I'd worked as a paraprofessional cataloger for about six months before I took an advanced cataloging class. The advanced class covered music, serials, e-resources, videos/dvds, and maps. By the time I took the class, I'd had on the job training on cataloging videos/dvds, music, and serials.

Basically, for lack of a better metaphor (and to steal one from Caveat Lector's Dorthea Salo), I beat cataloging with rocks until I figured out how it worked.

Speaking of Dorthea Salo, she talks about the "training-wheels" culture in this post at Caveat Lector.

Salo seems to have lost her patience with those who aren't willing to figure things out on their own, but rather wait with baited breath for the training session. She uses cataloging as a prime example of the "training-wheels" culture in action.

Library schools are offering fewer and fewer cataloging classes, it's true, which means that catalogers-in-training will be more responsible for teaching themselves the nitty gritty of format-specific cataloging.

I think that library schools owe their students at the very least a basic understanding of how library catalogs are designed to work in terms of search and retrieval. They also owe their students as basic understanding of subject analysis and classification schemes.

Knowing how these things works makes you a better librarian no matter what area of librarianship "calls" to you.

But I've never been certain that asking a person who has no interest in cataloging to create an "original" record has any significant value for the student beyond turning them off to cataloging.

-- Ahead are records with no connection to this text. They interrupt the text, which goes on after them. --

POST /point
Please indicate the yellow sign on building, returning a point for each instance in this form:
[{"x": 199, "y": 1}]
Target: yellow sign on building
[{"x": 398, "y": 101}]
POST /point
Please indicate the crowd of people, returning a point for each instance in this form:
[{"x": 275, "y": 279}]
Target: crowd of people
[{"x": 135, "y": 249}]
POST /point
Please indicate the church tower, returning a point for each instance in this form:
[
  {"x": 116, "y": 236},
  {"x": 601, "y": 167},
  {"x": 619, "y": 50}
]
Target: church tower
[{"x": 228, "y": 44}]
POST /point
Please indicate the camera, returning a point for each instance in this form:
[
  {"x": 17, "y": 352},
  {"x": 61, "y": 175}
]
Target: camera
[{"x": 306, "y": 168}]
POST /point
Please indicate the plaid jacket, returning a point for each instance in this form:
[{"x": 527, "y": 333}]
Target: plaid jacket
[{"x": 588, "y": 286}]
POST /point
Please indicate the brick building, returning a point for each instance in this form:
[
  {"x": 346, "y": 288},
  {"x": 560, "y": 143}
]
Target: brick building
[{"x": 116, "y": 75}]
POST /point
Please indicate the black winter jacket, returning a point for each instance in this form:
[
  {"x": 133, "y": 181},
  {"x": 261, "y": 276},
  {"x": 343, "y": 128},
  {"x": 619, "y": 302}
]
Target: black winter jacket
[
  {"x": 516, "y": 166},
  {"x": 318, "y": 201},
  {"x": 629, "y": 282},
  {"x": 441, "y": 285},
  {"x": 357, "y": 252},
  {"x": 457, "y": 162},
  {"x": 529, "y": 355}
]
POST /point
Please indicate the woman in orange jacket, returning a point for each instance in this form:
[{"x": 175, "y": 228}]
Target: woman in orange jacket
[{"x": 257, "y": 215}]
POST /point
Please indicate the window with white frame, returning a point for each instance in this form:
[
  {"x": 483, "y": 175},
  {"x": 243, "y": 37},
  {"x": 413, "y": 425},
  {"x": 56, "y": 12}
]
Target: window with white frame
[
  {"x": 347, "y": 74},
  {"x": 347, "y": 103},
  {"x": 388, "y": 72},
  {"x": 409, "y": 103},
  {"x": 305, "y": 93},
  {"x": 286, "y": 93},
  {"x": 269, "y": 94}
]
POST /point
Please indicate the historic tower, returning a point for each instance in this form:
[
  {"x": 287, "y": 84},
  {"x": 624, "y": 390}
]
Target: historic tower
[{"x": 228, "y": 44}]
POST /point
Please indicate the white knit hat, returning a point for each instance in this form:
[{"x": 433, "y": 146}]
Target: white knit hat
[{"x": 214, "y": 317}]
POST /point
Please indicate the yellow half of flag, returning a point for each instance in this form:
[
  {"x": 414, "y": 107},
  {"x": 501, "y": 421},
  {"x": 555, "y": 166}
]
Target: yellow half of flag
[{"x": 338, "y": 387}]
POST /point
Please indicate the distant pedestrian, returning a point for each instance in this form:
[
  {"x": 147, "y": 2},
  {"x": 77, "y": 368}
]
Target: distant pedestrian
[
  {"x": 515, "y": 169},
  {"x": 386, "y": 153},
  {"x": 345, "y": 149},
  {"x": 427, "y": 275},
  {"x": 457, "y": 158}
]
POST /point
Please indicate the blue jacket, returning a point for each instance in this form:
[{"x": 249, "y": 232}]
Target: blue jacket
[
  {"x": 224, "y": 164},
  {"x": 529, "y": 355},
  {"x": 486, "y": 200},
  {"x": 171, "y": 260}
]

If I were teaching a "basic" cataloging course, I would teach students how to "use" a library catalog. I would teach them search strategies that can be used with all catalogs, regardless of vendor. I would teach students about controlled vocabulary and how subject headings are formed. I would teach students how to read bibliographic records. I would teach students about DDC and LC in general terms, and get them familiar with what goes where.

Librarians of every kind learn a lot on the job. Why should cataloging be any different?

2 comments:

Unknown said...

I too had to basically "beat cataloging with rocks" to learn it on the job, even though I thought my cataloging classes were good. I don't think you can expect to turn out great catalogers after one or two classes. The most important thing I learned in my classes was "where to look things up." Of course, at that time (1987), the places to look things up were not online, so you had to have access to a lot of bulky documentation and know how it was arranged. When cataloging discussion lists first started I was thrilled by the ability to ask questions of other practitioners. Now, however, there is a wealth of information at a cataloger's fingertips. The key is knowing where to look and how to find good examples of accepted practice.

I too lack patience with those who are not willing to figure things out on their own, but I've learned that some people simply do not learn the way I do. Many people cannot read instructions to learn something new. And, many people feel that they are so "busy" that they don't have time to sit down and work something out. Catalogers tend to be production-oriented people. They want to have completed a certain amount of work to feel good about how they spent their time. You don't get anything "done" when you fiddle with a new interface to see how it works, or spend time investigating the pros and cons of something like multiple versions or indexing rules for your local system, or learning how to catalog serials when all you've done up to now has been monographic.

Granted, many people are pressured by their workload and staffing shortages that they really don't have time to spend on learning. Sometimes it takes leaving the workplace and going to a training session to force that time availability.

But having said all that, I am still frustrated by "professionals" that I know who are incredibly busy doing things that are not the most important things they could be doing, simply because it's familiar and they already know how to do it (and they might be really good at it.)

Erin said...

You make some great points, Patricia, about cataloging be production-oriented. When I started out in cataloging, our department was very production-centered. You're success was based on your output, and it really would have been hard to justify a month's-worth of low numbers because you were teaching yourself something.

Perhaps this is why people are so dependent on training sessions. You can take the time you need to learn cataloging while, at the same time, looking "busy."